A friend reminded me just last week how each year I begin the garden process with great anticipation only to cuss the hell out of it as the spring moves into summer…but this year will be different.  What that difference might be is unknown at this juncture, but the season is young.

For my birthday my dear wife got me a four-foot grow light just so I can get a head start planting seeds indoors.  I can visualize helicopters flying overhead inspecting the source of the heat signature just prior to the SWAT team knocking down the doors of the house when they raid it only to find 36 tomato and 24 pepper seedlings bathing in light and warmth of the lamp.  I will keep you posted.

This year I bought seeds from a catalog house rather than Lowes, Home Depot or Food Lion.  I have found these purveyors cannot always be trusted to put out fresh seeds.  I have been told ordering from a seed catalog pretty much insures the purchase of fresh seeds – if that is the proper term for them.  Anyway, I have almost $50.00 worth of “fresh” seeds, and a 1000 seeds more than I can conceivably plant, even if I had an acre or two tilled and ready.  I will just count them as spares, just in case.

Yesterday, since the weather here in Beautiful Downtown Berkeley Springs, West Virginia, population 711 was 35,000 degrees above normal, I fired up the tiller, another one of those contraptions I never would have thought I would own, and worked over the soil in the garden space.  If you have never operated a garden tiller, you should.  It is a definite experience of a certain “je ne sais quoi.”  By the time I was done every bone in my body ached, every mussel stretched and sore.  I thought when I bought the damn thing all I needed to do was to guide it.  I really missed the mark on that one.
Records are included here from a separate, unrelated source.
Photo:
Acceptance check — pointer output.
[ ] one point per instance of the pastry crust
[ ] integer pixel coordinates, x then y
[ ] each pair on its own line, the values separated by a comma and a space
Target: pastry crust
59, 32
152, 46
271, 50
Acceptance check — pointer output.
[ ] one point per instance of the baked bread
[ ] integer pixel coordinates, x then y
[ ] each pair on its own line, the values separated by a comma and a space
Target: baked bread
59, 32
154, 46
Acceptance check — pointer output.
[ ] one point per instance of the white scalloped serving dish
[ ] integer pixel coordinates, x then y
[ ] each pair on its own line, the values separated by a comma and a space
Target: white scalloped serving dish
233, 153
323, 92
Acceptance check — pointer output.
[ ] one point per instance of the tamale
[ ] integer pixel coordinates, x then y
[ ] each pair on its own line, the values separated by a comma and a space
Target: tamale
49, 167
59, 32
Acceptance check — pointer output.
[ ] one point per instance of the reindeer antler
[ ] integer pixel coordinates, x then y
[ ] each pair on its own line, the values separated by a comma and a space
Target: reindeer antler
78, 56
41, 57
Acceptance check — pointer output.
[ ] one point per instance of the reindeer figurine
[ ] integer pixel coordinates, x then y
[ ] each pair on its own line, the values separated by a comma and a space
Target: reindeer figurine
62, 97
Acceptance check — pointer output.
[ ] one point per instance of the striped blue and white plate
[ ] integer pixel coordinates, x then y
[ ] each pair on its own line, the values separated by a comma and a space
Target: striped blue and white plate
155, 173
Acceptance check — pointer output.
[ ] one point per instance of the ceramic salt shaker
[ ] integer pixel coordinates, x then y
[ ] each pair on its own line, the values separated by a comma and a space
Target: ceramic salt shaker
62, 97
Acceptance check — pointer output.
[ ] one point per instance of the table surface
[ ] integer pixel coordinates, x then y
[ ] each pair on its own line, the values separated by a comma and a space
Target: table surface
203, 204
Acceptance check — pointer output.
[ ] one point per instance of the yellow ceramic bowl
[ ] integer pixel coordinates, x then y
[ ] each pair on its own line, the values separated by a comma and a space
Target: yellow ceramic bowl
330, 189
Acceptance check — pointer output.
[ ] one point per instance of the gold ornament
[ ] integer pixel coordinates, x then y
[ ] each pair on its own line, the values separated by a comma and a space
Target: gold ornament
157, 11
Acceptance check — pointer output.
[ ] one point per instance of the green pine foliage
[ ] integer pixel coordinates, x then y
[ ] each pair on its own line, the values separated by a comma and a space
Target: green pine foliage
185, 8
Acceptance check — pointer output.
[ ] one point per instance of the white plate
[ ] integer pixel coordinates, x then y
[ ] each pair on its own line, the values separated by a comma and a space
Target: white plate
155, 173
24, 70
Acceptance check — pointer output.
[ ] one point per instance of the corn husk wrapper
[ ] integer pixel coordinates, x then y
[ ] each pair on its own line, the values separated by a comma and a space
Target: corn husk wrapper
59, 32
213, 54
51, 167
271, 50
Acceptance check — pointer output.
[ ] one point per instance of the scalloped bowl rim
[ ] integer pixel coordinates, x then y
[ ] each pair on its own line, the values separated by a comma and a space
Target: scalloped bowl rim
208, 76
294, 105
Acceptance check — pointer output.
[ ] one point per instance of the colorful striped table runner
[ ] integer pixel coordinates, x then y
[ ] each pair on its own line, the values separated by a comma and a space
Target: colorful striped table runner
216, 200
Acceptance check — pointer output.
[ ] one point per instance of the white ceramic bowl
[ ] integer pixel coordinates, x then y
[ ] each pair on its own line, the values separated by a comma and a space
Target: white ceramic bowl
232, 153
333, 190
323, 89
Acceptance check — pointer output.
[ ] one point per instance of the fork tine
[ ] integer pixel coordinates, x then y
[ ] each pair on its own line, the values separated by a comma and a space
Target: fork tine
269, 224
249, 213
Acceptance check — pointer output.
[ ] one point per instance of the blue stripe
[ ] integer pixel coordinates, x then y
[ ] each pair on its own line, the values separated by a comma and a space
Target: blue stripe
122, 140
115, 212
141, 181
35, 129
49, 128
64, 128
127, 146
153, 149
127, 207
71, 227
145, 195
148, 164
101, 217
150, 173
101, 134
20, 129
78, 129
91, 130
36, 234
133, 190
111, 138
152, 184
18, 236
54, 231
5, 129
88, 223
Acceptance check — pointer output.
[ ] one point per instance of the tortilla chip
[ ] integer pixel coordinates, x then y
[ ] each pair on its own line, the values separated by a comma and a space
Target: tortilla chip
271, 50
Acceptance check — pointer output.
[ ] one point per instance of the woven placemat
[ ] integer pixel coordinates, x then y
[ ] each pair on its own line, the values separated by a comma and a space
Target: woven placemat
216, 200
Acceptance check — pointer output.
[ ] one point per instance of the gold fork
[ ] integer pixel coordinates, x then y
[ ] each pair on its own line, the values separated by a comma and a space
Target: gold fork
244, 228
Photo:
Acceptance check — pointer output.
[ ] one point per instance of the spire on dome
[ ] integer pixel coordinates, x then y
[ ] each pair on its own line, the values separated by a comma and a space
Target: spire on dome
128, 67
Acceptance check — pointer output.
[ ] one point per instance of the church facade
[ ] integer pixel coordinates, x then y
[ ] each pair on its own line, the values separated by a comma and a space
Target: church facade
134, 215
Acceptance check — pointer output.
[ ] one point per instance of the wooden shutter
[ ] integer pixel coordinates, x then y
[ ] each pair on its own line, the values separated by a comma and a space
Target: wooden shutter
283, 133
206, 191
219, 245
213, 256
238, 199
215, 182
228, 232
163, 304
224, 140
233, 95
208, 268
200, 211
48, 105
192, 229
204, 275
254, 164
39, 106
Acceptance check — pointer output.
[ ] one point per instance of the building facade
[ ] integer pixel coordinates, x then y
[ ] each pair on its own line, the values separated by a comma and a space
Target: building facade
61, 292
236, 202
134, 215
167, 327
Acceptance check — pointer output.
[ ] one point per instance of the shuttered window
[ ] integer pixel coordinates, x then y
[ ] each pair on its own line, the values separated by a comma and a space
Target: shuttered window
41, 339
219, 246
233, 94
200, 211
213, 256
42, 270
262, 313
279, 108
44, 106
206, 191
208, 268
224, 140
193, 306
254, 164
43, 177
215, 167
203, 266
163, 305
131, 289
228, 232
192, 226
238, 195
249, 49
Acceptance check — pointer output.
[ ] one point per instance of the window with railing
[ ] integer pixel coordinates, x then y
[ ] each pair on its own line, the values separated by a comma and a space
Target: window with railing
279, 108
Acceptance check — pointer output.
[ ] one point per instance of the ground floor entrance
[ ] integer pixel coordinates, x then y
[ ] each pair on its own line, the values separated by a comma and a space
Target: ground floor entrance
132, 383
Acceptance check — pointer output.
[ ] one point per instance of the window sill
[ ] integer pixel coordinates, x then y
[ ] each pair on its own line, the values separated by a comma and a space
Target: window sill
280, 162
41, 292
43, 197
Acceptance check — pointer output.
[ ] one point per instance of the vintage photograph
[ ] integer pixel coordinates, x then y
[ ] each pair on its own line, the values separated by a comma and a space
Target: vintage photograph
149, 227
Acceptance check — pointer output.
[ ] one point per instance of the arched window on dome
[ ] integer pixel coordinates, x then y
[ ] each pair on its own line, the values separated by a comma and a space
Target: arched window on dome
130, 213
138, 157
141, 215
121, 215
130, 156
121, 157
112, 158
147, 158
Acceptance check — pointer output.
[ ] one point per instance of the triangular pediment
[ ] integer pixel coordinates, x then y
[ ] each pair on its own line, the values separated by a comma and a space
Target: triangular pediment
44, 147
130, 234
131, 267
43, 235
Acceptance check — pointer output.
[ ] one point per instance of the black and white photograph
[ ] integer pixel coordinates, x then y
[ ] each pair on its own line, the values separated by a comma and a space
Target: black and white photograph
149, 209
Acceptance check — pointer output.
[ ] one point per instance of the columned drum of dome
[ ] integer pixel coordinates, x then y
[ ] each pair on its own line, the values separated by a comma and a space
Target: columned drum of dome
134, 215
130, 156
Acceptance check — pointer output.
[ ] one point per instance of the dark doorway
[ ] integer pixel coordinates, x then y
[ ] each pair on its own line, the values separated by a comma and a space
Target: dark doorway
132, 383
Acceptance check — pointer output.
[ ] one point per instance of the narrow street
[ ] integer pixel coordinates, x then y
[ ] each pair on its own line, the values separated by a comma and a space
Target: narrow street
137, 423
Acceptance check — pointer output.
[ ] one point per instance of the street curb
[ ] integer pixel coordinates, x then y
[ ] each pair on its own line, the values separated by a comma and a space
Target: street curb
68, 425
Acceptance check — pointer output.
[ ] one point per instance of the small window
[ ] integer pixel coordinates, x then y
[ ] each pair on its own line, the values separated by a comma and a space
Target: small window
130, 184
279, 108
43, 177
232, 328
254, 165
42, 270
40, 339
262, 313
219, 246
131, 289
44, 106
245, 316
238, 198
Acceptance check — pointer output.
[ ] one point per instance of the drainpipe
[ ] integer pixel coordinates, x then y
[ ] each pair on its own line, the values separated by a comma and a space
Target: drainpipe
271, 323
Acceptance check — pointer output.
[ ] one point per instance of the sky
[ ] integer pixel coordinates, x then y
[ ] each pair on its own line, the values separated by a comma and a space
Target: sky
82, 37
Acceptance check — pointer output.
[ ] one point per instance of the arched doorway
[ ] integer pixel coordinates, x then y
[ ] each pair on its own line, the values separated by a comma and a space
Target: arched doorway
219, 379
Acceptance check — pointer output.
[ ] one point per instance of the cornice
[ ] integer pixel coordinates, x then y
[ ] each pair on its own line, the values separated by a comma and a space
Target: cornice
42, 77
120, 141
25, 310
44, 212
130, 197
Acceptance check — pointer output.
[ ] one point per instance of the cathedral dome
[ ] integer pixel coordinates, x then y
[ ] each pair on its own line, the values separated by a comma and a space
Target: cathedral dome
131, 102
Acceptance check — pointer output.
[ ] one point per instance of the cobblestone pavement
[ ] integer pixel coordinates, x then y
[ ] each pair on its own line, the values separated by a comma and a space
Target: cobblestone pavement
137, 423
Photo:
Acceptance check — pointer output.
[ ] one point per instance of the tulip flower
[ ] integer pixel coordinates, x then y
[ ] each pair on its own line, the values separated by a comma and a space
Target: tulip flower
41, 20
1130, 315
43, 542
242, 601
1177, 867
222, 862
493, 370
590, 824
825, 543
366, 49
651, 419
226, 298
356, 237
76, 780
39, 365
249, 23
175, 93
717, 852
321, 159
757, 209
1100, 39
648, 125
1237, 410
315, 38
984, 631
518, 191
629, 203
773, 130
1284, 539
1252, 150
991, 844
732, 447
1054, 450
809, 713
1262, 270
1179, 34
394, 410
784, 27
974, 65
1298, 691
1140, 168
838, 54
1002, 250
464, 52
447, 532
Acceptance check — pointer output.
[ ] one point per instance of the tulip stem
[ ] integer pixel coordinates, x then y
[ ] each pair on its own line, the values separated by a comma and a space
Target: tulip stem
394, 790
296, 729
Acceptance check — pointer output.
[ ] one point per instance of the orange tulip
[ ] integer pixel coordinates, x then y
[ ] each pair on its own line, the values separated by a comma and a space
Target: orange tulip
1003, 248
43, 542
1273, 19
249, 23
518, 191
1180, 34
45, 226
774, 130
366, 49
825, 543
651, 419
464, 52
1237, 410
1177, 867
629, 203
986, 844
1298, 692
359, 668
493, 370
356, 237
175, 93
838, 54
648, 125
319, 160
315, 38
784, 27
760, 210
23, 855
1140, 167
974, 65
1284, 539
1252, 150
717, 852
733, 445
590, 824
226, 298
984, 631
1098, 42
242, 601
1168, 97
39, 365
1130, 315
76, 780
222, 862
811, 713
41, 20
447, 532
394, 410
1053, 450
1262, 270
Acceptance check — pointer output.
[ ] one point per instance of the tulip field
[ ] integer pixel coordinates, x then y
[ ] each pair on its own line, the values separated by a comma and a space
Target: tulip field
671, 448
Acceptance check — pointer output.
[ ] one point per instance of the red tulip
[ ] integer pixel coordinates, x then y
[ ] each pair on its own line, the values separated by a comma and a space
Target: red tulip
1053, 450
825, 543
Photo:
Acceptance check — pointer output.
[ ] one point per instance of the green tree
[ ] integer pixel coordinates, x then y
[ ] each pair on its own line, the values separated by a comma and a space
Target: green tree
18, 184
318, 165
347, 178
Most of this past winter’s bio-degradable, compostable waste is now turned under in the garden plot.  Hopefully it will add nutrients to the soil and grow the crap out of some whatever I end up planting there. In addition to the tomatoes and peppers I have several kinds of beans, cabbage, Brussels sprouts, squash, chard, beets and a host of other stuff.  One item I am excited to plant just to see if I can get them to grow is hops.  Yes, hops, as in beer, and I am very excited about them. I love me some beer.

I promise not to get grumpy (as in bitch) about the garden when the weeds attempt to take it over in June.  I won’t complain about the amount of hours I have in it or the money I spent on seeds, peat moss or any equipment or supplies purchased when the rain doesn’t come in July and everything dries up and rots on the vine.  Won’t do it!